BRIEF.ID – Harga Bitcoin kembali naik di atas US$ 77.000 pada Senin (25/5/2026) setelah sempat anjlok mendekati US$ 74.000 akhir pekan lalu. Kenaikan ini didukung optimisme seputar kemungkinan terwujudnya perjanjian damai Amerika Serikat (AS)-Iran serta meningkatnya adopsi institusional pada derivatif kripto.
Mata uang kripto terbesar di dunia ini terakhir diperdagangkan naik 0,6% ke level US$ 77.444,0 pada pukul 13:48 WIB. Bitcoin pulih setelah sempat menyentuh level terendah US$ 74.346,5 pada hari Minggu (24/5/2026).
Pasar keuangan mulai stabil setelah muncul tanda-tanda bahwa pembicaraan yang bertujuan mengakhiri konflik Timur Tengah yang telah berlangsung hampir tiga bulan ini, menunjukkan kemajuan.
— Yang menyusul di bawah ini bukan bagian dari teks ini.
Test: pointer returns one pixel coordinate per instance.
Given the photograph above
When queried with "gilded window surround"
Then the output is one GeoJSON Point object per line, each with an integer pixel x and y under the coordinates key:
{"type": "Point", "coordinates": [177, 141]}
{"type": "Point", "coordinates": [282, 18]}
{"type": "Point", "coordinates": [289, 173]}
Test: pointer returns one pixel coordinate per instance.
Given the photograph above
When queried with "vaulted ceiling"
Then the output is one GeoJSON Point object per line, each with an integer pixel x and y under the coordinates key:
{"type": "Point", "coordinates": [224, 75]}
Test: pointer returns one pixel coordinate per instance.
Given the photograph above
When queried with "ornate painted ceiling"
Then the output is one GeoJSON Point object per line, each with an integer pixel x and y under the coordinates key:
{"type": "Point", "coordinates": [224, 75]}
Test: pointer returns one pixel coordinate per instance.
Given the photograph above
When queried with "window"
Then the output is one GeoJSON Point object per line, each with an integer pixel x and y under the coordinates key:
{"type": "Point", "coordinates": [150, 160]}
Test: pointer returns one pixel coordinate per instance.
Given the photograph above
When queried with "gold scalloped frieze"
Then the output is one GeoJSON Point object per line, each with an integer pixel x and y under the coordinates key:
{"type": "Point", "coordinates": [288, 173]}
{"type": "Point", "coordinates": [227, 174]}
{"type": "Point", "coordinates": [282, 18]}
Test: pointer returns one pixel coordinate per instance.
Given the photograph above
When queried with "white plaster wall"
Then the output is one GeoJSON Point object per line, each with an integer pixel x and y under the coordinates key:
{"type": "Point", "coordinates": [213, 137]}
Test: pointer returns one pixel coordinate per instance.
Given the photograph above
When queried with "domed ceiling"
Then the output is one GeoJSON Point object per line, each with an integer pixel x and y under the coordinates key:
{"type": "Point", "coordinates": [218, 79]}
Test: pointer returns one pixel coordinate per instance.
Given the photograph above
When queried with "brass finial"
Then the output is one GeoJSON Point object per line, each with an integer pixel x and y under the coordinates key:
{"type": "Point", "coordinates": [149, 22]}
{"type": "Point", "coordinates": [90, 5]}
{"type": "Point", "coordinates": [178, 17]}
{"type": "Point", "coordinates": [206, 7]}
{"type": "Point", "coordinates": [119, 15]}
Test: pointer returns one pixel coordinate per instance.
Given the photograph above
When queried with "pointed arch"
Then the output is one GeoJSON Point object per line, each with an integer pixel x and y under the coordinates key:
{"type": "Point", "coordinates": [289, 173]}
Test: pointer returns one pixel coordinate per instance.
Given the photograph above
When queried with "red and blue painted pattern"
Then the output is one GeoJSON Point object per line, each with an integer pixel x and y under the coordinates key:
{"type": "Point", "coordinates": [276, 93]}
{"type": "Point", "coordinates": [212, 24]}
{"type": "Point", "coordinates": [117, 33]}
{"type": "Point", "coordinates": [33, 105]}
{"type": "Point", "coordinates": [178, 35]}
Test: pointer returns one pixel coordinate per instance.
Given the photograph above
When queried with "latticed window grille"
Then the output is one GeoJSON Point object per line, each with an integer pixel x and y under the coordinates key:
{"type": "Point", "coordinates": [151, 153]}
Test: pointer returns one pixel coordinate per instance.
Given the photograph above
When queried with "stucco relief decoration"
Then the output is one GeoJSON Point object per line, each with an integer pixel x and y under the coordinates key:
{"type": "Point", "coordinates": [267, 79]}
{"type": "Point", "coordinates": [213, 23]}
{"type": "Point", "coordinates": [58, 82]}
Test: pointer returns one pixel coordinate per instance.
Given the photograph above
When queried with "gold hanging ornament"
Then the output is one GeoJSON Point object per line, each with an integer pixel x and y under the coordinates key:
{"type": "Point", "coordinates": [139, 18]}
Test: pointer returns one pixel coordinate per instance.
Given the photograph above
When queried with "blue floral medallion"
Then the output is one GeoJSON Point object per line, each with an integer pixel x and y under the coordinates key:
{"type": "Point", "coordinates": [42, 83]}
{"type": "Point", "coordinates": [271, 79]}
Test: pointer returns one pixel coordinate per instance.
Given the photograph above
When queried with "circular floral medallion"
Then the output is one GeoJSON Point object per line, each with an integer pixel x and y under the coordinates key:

Hal ini meredakan kekhawatiran akan gangguan berkepanjangan terhadap pengiriman minyak melalui Selat Hormuz.
Ekuitas global menguat sementara harga minyak melanjutkan penurunan di tengah harapan bahwa arus pengiriman dapat kembali normal jika kesepakatan tercapai.
Meski demikian, sentimen pasar tetap berhati-hati setelah Presiden AS Donald Trump menyatakan pada akhir pekan bahwa tidak ada yang “terburu-buru” untuk menyelesaikan kesepakatan dengan Iran, dan blokade AS di sekitar Hormuz masih berlanjut, sehingga meredam ekspektasi akan terobosan yang segera terjadi.
Kalangan investor terus memantau perkembangan seputar stok uranium Iran dan kemungkinan pembukaan kembali Selat Hormuz, yang merupakan jalur vital bagi aliran minyak mentah global.
Pasar kripto juga mendapat dukungan dari kabar bahwa Nasdaq PHLX menerima persetujuan bersyarat dari Komisi Sekuritas dan Bursa AS (SEC) untuk mencatatkan opsi indeks Bitcoin yang diselesaikan secara tunai dengan ticker QBTC, menunggu persetujuan akhir dari Commodity Futures Trading Commission. (Investing.com/nov)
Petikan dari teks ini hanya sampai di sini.